Brühl : Es ist die Geschwindigkeit, das Geräusch, so tief über dem Boden zu sein. Einfach das Auto so intensiv zu spüren. Bei der Lenkung, beim Schalten - du spürst einfach alles. Es ist ein irres Erlebnis. Ich hatte danach wirklich Gänsehaut.

Frage : Wie wichtig ist es denn, dass Sie Niki Lauda persönlich kennen und ihn als Bezugsperson haben?

Brühl : Das ist sehr wichtig. Man kennt ihn ja als sehr direkten Menschen.
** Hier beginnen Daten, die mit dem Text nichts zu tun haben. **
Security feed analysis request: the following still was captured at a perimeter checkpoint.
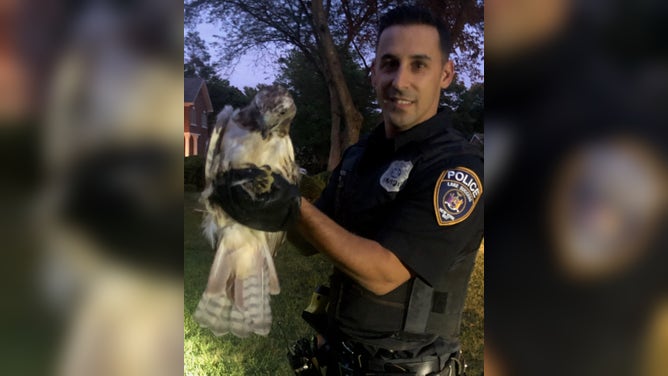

Ich bin froh, dass er mich, glaub ich, ganz gut leiden kann. Ich war schon etwas aufgeregt vor unserem ersten Treffen. Er war aber von Anfang an sehr offen. Es ist irgendwie ein komisches Gefühl, einen lebenden Mythos zu spielen. Da fühlt man sich schon manchmal ein bisschen befangen.

Frage : Waren Sie schon an der Stelle, wo der Unfall 1976 passierte?

Brühl : Ja, da war ich. Da war ein Vintage-Rennen mit Autos aus dieser Zeit. Regisseur Ron Howard war auch dort und hat schon etwas vorgedreht. Ich kenne den Nürburgring ganz gut, weil ich in Köln aufgewachsen und als Kind dort häufig hingefahren bin. Das ist natürlich eine hammerbrutale Strecke und es ist schon eindrucksvoll, wenn man weiß, dass man die Rolle spielen wird und nun dorthin fährt.

Frage : Was denken Sie, wenn Sie sie nun die Bilder von diesem Unfall sehen?

Brühl : Das ist das Faszinierende an dem Rennsport in dieser Zeit, dass man wirklich sein Leben bei jedem Rennen aufs Spiel gesetzt hat. Schrecklicherweise sind auch so viele gestorben. Es war fast unvorstellbar, dass jemand diesen Unfall überleben könnte. Früher wurde die Formel 1 von ihren Typen geprägt.

Frage : Wie viel ist denn nach Ihren Eindrücken davon heute noch übrig geblieben?

Brühl : Es war einfach anders. Aus der heutigen Sicht guckt man fast schon mal ein bisschen neidisch auf die Vergangenheit. Es würde mir gefallen, mal ein Jahr so zu leben wie in den 70ern. Aber wenn ich mir so einen (Sebastian) Vettel anschaue, dann denke ich auch, es ist ein großartiger Typ. Das macht Spaß. Da kann man zurecht Fan sein.

Frage : Wird es ein Lauda-Film sein oder einer über das Duell Lauda gegen Hunt?

Brühl : Der Fokus liegt auf beiden. Wenn ich mir eine Rolle hätte aussuchen können, wäre es genau die gewesen.